Quels sont les risques ?

La gravité de cette maladie est définie par les risques cardiaques qu'elle peut engendrer, en l'absence de traitements. " Les complications cardiaques surviennent chez 25 à 30 % des patients non traités, rapporte La Revue du PraticienLa complication la plus importante est représentée par des anévrismes coronaires, qui surviennent habituellement entre 10 et 30 jours après le début de la maladie."

Comment se fait le diagnostic ?

Le diagnostic de la maladie de Kawasaki est difficile à poser au début, car plusieurs maladies infantiles ont des symptômes similaires. C'est devant l'association des signes précités, classiquement cinq des six signes évoqués ci-dessus, que le diagnostic est confirmé. Une prise de sang est parfois réalisée montrant une inflammation à son niveau, mais en cas de confirmation de maladie de Kawasaki, une échographie cardiaque doit être pratiquée à la recherche d'un anévrisme coronarien c'est-à-dire une malformation d'une artère du cœur qui fait toute la gravité de cette maladie infantile. Des thromboses, caillots sanguins oblitérant un vaisseau sanguin, peuvent aussi compliquer cette maladie.

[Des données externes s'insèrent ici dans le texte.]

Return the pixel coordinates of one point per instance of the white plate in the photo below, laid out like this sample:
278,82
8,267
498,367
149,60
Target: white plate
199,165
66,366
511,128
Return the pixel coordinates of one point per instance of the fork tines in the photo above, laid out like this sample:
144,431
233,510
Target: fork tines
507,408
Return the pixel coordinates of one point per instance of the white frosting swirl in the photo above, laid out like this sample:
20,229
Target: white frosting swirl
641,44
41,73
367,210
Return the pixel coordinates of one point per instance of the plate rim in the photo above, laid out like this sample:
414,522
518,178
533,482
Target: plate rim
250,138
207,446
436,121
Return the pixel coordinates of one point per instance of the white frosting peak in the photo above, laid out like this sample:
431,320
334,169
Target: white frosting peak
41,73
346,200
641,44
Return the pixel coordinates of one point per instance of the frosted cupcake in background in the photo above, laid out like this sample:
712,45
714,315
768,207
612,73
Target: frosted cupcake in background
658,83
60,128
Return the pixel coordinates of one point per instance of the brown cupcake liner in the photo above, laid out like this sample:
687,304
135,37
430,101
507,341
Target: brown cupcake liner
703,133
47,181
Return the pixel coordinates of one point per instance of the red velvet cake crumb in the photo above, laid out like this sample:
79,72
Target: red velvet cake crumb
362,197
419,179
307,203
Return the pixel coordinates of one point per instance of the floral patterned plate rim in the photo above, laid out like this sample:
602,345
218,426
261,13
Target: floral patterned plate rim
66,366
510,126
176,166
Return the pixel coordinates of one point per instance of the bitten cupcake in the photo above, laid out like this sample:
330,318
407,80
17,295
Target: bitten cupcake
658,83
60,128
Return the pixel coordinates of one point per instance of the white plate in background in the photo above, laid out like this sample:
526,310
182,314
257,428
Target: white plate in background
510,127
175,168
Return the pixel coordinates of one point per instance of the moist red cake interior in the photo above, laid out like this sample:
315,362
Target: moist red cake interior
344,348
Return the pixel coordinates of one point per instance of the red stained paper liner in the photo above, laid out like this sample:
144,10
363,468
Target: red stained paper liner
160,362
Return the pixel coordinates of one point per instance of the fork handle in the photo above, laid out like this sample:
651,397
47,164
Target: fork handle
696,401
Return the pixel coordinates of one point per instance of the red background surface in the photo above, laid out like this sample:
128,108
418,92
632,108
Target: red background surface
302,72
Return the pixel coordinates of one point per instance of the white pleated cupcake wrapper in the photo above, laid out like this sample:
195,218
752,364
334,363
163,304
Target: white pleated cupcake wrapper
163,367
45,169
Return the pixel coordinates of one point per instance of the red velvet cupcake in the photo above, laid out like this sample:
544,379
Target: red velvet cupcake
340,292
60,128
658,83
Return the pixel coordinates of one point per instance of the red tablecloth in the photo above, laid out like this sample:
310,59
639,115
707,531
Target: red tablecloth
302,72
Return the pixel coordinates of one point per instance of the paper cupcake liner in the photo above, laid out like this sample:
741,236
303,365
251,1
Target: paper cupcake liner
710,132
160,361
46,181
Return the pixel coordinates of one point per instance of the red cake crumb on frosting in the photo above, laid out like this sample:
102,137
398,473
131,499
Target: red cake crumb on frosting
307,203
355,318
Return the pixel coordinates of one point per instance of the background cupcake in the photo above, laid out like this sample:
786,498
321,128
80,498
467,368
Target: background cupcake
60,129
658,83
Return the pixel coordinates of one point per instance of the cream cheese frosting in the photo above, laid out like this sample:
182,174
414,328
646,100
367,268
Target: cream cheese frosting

Quels sont les traitements ?

La maladie de Kawasaki nécessite une hospitalisation. La pathologie est traitée à l'aide d'une combinaison médicamenteuse. L'aspirine est utilisée pour prévenir la formation de thromboses, associée à une cure d'immunoglobulines passées par voie veineuse. De plus, l'échographie cardiaque devra être répétée pour surveiller la survenue d'un éventuel anévrisme. "La maladie de Kawasaki est devenue exceptionnellement grave depuis qu'elle est traitée de manière précoce et efficace par les immunoglobulines" explique le Dr Fanny Bajolle du Centre de Référence "Malformations Cardiaques Congénitales Complexes-M3C" de l'hôpital Necker Enfants Malades. Des rechutes sont possibles mais rares.

Sources :

COVID-19 Point épidémiologique hebdomadaire du 14 mai 2020. Santé Publique France.

La maladie de Kawasaki en quatre tableaux. Dr Fanny Bajolle. Centre de Référence "Malformations Cardiaques Congénitales Complexes-M3C" de l'hôpital Necker Enfants Malades. 2011.

La maladie de Kawasaki; R. Cimaz*, J.-C. Lega; Hospice civils de Lyon, université Claude-Bernard, Lyon-1; 2007.